Au delà des « défis contemporains », formule intégrée au titre de la déclaration (cf lien ci-dessous), il est réconfortant de voir un texte (certes long) mais revigorant les thèmes de l’engagement, du militantisme en portant valeurs et projets de société à moyen terme.

Divers extraits l’attestent :

  • La diversité des participants : « personnes issues d’horizons sociaux divers : élus, agents de développement, représentants de l’éducation populaire, acteurs de l’économie solidaire, militants de la démocratie locale, universitaires et consultants »… qui favorise « cet apprentissage « ascendant »… caractérisant le développement local. »
  • Le modèle et les valeurs : « le développement local porte des valeurs très différentes de la rentabilité économique et de la compétitivité : celles de la solidarité et de la coopération. C’est en particulier dans les territoires que s’invente aujourd’hui un autre modèle de développement. » qui se veut « porteur d’alternatives. »
  • Ce qui fait sens : « Ce n’est pas la proximité seule qui construit le développement, mais l’échange, le partage, le réseau et le lien »… « l’avenir des territoires est dans un accroissement des coopérations, des échanges et des solidarités »

Il reste que « l’analyse des mutations qui impactent aujourd’hui les territoires », ne semble pas être allée jusqu’au bout des réalités et prospectives de notre époque numérique.

Quelques pistes à explorer pour approfondir.

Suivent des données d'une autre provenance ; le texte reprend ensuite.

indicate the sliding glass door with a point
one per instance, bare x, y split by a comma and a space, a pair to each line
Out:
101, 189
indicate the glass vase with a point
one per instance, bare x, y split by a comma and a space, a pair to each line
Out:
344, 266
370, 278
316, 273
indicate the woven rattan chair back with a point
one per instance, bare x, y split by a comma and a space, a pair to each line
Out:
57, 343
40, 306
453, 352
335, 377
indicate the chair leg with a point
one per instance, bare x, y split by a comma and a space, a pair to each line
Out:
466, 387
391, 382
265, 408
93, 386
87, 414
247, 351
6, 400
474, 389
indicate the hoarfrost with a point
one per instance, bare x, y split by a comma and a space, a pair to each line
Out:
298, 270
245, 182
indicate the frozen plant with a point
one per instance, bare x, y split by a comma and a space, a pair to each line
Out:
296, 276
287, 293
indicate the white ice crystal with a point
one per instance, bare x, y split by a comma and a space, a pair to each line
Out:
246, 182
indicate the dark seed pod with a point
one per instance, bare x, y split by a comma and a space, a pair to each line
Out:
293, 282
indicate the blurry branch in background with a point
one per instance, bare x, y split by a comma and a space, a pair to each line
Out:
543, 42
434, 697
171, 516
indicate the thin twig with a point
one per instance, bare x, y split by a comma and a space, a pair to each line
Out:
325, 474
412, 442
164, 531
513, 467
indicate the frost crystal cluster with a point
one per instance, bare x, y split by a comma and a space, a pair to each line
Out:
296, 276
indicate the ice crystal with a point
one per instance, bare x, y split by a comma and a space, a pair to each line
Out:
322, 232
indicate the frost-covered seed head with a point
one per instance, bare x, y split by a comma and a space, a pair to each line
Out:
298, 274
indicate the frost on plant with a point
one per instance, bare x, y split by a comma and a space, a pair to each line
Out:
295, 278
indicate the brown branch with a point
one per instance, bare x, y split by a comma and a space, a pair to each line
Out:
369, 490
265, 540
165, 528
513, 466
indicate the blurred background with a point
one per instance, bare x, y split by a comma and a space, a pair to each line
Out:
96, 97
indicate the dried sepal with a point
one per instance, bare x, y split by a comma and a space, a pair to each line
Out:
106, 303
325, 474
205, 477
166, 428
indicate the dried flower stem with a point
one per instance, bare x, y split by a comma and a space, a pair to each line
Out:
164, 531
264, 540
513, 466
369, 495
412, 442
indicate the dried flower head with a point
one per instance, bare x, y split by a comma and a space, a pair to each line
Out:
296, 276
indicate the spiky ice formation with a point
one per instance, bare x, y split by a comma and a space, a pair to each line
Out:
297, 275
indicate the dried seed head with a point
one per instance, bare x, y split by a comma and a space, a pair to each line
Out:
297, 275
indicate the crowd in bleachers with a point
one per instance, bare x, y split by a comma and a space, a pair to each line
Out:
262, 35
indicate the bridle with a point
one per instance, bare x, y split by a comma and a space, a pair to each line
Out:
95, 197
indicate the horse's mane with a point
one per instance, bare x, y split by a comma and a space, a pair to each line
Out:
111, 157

  • « Evoluer au delà des seules logiques institutionnelles… vivre des espaces ouverts et à géométrie variable… La gestion des affaires publiques, comme la conception et la mise en œuvre des actions de développement, ne peuvent plus s’inscrire dans un périmètre donné auquel correspondrait une structure publique unique et des compétences spécialisées. »
    • Constat juste, mais qui ne peut se résoudre en une critique classique de telle ou telle réforme organisationnelle ou du rôle de l’Etat central, de la mondialisation ou de visions libérales…
    • La réflexion doit davantage porter sur la notion même des territoires support des projets en s’appuyant par ex sur les suggestions de Bruno Moriset [1]. Les nouveaux espaces concernés mélangent les échelles géopolitiques, numériques, de communautés… ils confirment les limites d’un déploiement des réseaux physiques numériques comme pour l’électricité ou les routes… sur des échelles géopolitiques avec « croyance » en l’aménagement numérique correspondant…
      Il faut davantage prendre la mesure des objectifs, services, valeurs, usages à déployer autour de l’aménagement des territoires numériques. Ces derniers étant instables, fugaces, fondés souvent sur de nouvelles pratiques sociales devraient interpeller la culture classique de nos aménageurs / développeurs pour les inviter à situer davantage le volet « prospective » de leurs actions et de leur employabilité.
      Prendre garde aussi à ne pas réduire les mutations en cours à la quête formulée dans la Déclaration : « de nouveaux agencements institutionnels doivent être imaginés et de nouveaux systèmes de relations sont à inventer. »
      Les espaces de « cohésion sociale et de citoyenneté active » comme dit la déclaration de Foix… se situant désormais sur ces nouveaux terrains de jeux numériques.
    • On doit aussi s’interroger sur l’absence de lien entre ce discours juste, sur l’espace d’action de la gestion des affaires publiques et les mutations dans : la gouvernance des biens communs, la localisation et les nouvelles formes de valeurs créatrices de richesse économique, le rôle dévolu de plus en plus aux acteurs inventifs et innovants, aux entrepreneurs du net dans le pilotage des nouveaux territoires (projet, mobilité, services, eco-systèmes).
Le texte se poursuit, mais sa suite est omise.